I think you’re right about lite not having subd, because the lite build I made of just blender with selection time prints doesnt do it either.
For the backface test to work without going into xray you have to use select through as well. Near select just does what it does, it doesn’t actually care what it can “see” as far as when backface culling disappears something. It just cares what it hits first, and then stops without going further.
Looking at a few things, mostly wanted to see about adding single click select to ignore backface. Probably not going to happen, but I wanted to check it out. It would need to re-run itself until it either found a vert/edge/face that is facing the viewport or ran out of things within the selection radius.
After that I’ll show the reason I made ignore backface, to get an idea you can see this
edit-
Here’s my primary reason for doing the ignore backface, though I’m hopeful that the other benefits of it in xray + select through are useful for other stuff. I’m not familiar with any of that but I’m always looking for new things or new ways of doing them. I’d like to see it in action if anybody feels like demoing it, whether this build (once I upload the full thing in a bit) is capable or if somebody can show something else doing what is intended.
Anyways, the problem I have with near select is how it grabs other stuff you wouldn’t want it to. I will call this ‘overdraw’ because from what I’ve read -
Selecting faces in edit mode uses OpenGL to make a drawing that maps all faces within the rectangle.
Some pixels of faces that should be 100% occluded are still drawn. This is because these faces share a same edge as the face that occluded and the threshold between drawing and not the face is hard to distinguish.
I can’t think of an efficient solution to this problem.

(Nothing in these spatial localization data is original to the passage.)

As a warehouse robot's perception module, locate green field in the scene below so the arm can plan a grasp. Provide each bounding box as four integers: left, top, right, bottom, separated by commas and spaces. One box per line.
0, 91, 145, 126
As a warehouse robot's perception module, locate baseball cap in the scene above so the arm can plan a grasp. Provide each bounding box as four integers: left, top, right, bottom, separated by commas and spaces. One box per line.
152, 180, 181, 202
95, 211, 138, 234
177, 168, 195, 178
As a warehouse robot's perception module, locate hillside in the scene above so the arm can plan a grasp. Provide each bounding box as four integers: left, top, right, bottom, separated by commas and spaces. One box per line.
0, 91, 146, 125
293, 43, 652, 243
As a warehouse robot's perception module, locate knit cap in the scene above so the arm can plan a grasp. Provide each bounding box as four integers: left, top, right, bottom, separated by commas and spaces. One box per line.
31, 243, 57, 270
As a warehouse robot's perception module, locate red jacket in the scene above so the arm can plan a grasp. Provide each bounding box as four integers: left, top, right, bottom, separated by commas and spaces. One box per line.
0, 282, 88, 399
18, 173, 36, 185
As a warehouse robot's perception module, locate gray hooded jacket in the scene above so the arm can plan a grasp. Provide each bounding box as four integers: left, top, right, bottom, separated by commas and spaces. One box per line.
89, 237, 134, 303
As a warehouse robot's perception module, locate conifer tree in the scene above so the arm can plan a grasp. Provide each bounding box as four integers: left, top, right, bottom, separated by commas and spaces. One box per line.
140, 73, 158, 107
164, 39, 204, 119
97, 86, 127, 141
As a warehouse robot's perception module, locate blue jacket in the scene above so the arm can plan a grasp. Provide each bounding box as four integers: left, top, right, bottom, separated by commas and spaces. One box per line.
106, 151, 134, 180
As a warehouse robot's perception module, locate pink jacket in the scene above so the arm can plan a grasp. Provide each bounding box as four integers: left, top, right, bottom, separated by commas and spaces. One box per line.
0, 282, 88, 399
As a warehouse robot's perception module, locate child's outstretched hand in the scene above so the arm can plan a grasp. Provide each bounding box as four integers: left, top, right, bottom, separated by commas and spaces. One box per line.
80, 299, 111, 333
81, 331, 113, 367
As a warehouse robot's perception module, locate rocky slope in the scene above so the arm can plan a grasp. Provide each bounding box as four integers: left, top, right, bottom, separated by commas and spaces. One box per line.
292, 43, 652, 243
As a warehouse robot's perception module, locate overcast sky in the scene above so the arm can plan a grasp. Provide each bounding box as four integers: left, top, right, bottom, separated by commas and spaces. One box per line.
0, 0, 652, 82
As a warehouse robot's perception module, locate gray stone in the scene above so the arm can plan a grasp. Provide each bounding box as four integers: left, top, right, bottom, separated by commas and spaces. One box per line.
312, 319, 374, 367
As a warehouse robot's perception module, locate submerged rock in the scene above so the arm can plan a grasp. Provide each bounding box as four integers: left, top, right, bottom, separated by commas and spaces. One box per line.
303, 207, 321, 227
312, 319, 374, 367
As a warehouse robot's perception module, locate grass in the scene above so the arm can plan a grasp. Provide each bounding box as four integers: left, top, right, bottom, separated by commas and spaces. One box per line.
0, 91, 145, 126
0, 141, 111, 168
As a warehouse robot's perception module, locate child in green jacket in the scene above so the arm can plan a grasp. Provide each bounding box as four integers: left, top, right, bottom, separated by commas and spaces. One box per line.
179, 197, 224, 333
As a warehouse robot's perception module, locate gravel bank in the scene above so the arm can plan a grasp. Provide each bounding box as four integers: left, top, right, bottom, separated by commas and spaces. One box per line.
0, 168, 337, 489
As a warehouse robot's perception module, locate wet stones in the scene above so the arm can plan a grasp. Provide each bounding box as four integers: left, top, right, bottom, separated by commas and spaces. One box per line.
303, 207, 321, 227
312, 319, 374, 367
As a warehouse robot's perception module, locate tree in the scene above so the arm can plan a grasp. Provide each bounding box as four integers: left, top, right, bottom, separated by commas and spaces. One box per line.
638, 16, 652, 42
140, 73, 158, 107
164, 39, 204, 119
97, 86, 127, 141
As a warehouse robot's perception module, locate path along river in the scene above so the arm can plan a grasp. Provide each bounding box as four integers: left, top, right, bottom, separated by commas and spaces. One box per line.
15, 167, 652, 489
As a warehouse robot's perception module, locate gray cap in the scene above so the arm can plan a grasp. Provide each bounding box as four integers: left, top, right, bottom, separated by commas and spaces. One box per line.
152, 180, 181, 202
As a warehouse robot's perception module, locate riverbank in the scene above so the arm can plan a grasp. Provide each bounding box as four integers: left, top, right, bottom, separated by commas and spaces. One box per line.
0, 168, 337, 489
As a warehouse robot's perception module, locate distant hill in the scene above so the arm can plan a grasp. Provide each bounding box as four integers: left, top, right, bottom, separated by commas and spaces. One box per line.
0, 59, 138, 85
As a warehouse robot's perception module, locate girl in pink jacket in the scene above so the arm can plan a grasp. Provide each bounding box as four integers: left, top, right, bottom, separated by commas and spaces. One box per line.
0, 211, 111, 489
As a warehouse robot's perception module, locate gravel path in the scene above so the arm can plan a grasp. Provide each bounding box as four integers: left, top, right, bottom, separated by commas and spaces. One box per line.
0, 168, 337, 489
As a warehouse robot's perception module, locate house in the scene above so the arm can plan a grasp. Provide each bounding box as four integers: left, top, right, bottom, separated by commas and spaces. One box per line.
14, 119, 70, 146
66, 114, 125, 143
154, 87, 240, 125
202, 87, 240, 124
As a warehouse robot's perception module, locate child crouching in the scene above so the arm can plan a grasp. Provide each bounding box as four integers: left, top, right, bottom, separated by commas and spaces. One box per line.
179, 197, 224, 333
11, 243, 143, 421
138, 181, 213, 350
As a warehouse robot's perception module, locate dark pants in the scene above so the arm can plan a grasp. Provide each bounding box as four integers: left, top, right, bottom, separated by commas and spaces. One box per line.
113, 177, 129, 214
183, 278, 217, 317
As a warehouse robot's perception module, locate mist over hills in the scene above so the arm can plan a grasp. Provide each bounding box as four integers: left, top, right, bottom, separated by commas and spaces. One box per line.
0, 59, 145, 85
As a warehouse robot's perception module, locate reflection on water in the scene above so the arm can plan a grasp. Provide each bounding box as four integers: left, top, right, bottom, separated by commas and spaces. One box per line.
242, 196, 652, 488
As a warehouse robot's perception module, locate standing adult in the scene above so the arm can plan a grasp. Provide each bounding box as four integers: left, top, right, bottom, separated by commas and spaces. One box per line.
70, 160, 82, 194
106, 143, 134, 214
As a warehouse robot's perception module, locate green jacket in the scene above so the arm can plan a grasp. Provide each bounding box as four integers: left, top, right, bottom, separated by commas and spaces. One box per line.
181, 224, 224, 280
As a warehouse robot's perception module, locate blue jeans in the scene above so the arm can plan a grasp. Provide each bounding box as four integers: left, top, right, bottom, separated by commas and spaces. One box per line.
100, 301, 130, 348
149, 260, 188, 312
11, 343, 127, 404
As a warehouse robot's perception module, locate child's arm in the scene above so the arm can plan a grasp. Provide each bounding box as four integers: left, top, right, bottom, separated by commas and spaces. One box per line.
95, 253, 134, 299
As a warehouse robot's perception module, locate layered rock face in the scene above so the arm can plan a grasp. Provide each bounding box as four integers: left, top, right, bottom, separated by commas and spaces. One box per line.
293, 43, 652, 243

I will be using ignore backface for all of my near selections I think. It isn’t 100% perfect, but I find that a threshold value of .15 is realiable enough without affecting what I call ‘underdraw’ which I’ll cover in the next section after the video. I had set the default for threshold to .10, but I keep catching a stray face here and there so I’m going to set it at .15. Here’s a demo of the occasional stray face with .10 theshold, the likelihood of this happening at .15 should be very low, and you can always tune it to your needs in any given situation.
What I call ‘underdraw’ is the opposite situation that you get with near / bitmap selection. I cannot offer anything to fix this issue, but maybe a rewrite of the viewport with vulkan would fix this, either directly or incidentally. Not happening anytime soon though I think, because last I read nobody is assigned to it. But at least this is not made worse with a reasonable ignore backface threshold. A demonstration, you can see that whether ignore backface is on or not, the same faces are not being drawn aggresively enough for bitmap select to “see” them.
Depending how dense your mesh is, you will have to go looking for overdraw and underdraw to have an issue with them as long as you set a reasonable threshold, again, 0.15 is what I’m liking so far.
The alternative is living with what I consider a very unrealiable near select:
None of what I’ve done would be possible without the help and advice I’ve recieved from developers and contributers when I run into trouble that I can’t figure out. In hindsight some of it is braindead stuff, but other things like quaternions I may never really wrap my head around. It is interesting to me though, so there’s a chance I can take the time to understand them.
Going to upload a full build this weeked I think. I will put off any new stuff until at least 3.4. I do think I could at least fake a single click selection that ignores backfaces by using circle select and telling it to only select one element inside of its radius, and maybe not rapid firing too.